Ding Dong | Cain&Clinton
The old truck came to an abrupt stop on the shitty parking lot pavement, the brakes were pretty fried. He really needed to get new ones, but Abel won’t give up any cash for him to get it done. Maggie had mentioned that she might know someone who could fix them, but He had to say he was doubtful because he couldn’t imagine Maggie knowing a huge amount of people. Cain pretty much rolled out of the driver's seat, almost forgetting to grab his keys. He brain was a bit foggy, he hadn’t had a since around 9 pm last night which meant he was approaching 20 hours of no booze in his system. He could survive, but it wasn’t a pleasant feeling either. Stomping up the stairs, the he honestly didn’t think would hold his weight he got to Clinton's door. This building was sketchy as it was, but Clinton's was like no one even lived there. It screamed “Don't bug me!!” and the only sign that someone was there at all was an old Folger's coffee can filled with old cigarette butts. “Hey! Asshole!”, he yelled as he pounded his fist against the door. Cain knew he could just walk in, but he had to admit he was terrified that if he just came in that he would see something he didn’t want to see (i.e a dead body) Plus, Cain never knew that if he caught him in the act of actually killing someone if he could keep it together. Being impatient, he waited about 10 seconds before taking the chance and walking in. The apartment was dark and cold, ‘Maybe he has a hangover— I sure as hell do’. He made way to the kitchen and opened the fridge, it was pretty much empty which wasn’t entirely shocking but at least he had a few beers . “I know you’re here I saw your fucking ugly ass jeep!” That always got Clint fired up, talking badly about his ride got him pissed and usually would go on to ranting about Cain’s shitty truck. “Oh and I’m taking one of this beers.
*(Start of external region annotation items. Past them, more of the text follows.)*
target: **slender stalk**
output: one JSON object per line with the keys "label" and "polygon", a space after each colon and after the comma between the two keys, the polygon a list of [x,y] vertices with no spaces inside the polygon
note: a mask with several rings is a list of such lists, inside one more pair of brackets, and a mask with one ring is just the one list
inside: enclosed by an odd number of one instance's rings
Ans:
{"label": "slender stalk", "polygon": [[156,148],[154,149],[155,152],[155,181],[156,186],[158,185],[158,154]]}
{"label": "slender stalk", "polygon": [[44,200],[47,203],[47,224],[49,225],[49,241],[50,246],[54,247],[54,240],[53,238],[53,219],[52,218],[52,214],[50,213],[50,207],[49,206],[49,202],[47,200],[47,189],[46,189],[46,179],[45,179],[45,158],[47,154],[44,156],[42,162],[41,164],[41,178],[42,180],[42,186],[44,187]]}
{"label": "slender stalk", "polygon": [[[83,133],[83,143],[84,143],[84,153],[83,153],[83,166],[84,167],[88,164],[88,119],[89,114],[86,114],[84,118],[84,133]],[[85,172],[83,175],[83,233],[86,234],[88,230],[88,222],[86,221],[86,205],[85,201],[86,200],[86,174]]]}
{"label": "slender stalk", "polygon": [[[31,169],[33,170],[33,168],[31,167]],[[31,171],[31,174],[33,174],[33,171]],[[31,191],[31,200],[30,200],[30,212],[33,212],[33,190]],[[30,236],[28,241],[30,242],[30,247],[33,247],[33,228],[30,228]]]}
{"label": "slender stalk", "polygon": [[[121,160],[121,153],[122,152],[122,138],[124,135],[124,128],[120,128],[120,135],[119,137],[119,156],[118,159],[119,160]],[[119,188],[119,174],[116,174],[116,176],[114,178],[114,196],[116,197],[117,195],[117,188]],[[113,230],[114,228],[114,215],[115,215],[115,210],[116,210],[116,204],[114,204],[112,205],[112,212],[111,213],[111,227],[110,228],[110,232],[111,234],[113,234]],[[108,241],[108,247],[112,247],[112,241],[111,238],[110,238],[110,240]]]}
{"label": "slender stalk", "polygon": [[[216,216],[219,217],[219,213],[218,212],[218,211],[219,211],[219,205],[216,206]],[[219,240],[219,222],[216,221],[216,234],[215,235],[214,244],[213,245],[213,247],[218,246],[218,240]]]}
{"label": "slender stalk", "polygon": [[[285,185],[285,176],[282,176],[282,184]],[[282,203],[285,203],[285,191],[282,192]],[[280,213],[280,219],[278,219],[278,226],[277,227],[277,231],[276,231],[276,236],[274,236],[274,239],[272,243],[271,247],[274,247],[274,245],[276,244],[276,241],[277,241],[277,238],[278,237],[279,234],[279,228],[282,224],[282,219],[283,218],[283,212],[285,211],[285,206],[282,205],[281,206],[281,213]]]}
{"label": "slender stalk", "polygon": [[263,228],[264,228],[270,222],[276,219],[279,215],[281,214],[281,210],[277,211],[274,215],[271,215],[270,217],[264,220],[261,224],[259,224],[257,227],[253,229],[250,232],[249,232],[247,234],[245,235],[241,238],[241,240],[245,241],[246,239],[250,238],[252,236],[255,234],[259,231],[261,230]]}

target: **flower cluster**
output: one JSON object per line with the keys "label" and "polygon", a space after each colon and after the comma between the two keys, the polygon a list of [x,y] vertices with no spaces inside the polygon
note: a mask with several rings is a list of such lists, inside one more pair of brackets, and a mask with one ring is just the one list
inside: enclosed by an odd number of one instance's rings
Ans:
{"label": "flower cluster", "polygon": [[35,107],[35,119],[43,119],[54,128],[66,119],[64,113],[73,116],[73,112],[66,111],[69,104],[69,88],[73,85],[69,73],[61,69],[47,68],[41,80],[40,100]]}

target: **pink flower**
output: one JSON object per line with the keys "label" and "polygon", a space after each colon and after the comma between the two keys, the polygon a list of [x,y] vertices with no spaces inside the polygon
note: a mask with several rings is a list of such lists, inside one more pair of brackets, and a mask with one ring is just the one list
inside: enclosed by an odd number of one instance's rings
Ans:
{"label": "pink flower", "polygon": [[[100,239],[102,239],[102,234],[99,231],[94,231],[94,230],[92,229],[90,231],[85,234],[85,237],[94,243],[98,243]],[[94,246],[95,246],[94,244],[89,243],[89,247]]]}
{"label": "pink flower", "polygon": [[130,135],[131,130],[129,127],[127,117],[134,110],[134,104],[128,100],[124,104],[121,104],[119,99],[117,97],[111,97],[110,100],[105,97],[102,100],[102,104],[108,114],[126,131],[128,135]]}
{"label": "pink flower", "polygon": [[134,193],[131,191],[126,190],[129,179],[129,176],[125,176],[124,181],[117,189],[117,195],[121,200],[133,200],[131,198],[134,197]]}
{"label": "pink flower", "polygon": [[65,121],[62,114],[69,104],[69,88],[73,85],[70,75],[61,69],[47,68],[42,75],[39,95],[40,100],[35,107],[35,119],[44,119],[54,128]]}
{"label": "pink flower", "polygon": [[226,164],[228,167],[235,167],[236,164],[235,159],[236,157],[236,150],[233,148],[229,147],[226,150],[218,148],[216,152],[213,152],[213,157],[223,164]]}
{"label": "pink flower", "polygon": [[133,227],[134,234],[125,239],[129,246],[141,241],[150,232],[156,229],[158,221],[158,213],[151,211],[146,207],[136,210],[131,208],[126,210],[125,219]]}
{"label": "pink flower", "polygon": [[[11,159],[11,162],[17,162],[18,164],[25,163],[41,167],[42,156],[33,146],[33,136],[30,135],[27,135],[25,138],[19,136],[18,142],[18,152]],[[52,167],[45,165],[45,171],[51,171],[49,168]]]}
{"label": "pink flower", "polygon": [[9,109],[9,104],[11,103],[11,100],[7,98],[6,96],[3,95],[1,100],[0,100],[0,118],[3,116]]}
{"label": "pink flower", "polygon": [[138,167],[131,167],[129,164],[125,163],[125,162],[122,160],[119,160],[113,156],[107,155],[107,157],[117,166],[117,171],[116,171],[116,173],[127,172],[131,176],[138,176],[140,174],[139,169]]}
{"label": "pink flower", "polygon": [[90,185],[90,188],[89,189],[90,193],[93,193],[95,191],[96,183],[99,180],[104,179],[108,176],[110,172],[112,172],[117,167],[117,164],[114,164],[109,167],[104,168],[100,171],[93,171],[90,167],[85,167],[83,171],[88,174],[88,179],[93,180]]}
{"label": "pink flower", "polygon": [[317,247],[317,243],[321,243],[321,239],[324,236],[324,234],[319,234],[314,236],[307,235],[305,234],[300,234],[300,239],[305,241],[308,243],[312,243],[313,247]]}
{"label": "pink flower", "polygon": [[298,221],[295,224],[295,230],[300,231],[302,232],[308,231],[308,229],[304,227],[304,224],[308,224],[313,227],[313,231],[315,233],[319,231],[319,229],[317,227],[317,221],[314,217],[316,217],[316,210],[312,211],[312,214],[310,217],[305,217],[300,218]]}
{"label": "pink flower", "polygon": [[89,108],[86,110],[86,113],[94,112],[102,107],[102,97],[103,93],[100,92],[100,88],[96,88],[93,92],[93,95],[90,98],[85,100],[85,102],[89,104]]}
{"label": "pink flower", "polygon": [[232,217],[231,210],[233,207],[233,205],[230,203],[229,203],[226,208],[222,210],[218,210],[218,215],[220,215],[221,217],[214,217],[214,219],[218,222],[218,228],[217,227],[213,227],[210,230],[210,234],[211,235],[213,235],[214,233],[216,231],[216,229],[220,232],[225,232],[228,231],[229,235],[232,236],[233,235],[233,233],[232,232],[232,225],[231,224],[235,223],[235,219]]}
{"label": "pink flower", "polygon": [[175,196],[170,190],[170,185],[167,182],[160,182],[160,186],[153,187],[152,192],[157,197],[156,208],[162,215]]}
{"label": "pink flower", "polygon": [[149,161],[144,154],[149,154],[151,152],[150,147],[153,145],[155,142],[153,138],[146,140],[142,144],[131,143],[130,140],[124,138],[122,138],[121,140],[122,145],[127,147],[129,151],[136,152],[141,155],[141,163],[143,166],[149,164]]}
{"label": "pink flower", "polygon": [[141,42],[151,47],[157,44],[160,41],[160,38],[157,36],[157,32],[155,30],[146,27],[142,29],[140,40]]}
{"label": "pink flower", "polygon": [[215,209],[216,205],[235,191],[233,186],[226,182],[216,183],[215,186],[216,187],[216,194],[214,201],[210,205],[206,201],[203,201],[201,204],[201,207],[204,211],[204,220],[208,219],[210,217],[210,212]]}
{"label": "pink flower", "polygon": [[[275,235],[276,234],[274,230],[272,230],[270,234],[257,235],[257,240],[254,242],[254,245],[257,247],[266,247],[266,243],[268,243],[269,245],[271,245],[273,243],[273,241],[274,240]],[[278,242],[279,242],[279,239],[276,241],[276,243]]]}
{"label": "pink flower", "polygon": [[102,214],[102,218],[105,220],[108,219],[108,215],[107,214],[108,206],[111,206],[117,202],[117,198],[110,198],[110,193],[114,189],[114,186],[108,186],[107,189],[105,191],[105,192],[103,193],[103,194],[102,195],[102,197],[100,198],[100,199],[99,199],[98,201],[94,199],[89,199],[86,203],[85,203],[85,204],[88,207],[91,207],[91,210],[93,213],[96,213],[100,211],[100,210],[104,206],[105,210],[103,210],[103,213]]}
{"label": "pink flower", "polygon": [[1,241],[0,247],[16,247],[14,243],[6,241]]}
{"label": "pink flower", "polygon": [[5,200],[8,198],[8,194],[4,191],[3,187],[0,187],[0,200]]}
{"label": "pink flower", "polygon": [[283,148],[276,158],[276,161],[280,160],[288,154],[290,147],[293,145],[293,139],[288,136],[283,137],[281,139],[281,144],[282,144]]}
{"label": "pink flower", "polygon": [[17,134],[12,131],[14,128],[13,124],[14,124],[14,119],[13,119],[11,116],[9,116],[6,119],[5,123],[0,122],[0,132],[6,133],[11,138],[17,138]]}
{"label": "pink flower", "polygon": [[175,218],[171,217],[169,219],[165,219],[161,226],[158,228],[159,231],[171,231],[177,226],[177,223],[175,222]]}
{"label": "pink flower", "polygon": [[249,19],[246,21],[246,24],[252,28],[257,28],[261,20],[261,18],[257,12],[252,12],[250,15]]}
Since you don’t need it.” Cain slammed the fridge door shot and grabbed the bottle opener on the counter. Popping the cap off before taking a swig.
“This beer is shit. You need to get your tastebuds checked man “ It tasted more like piss than beer usually did, he looked over the bottle to see if it had an expiration date. Cain had no idea if alcohol even had any because everyone knew it wasn’t going bad around him.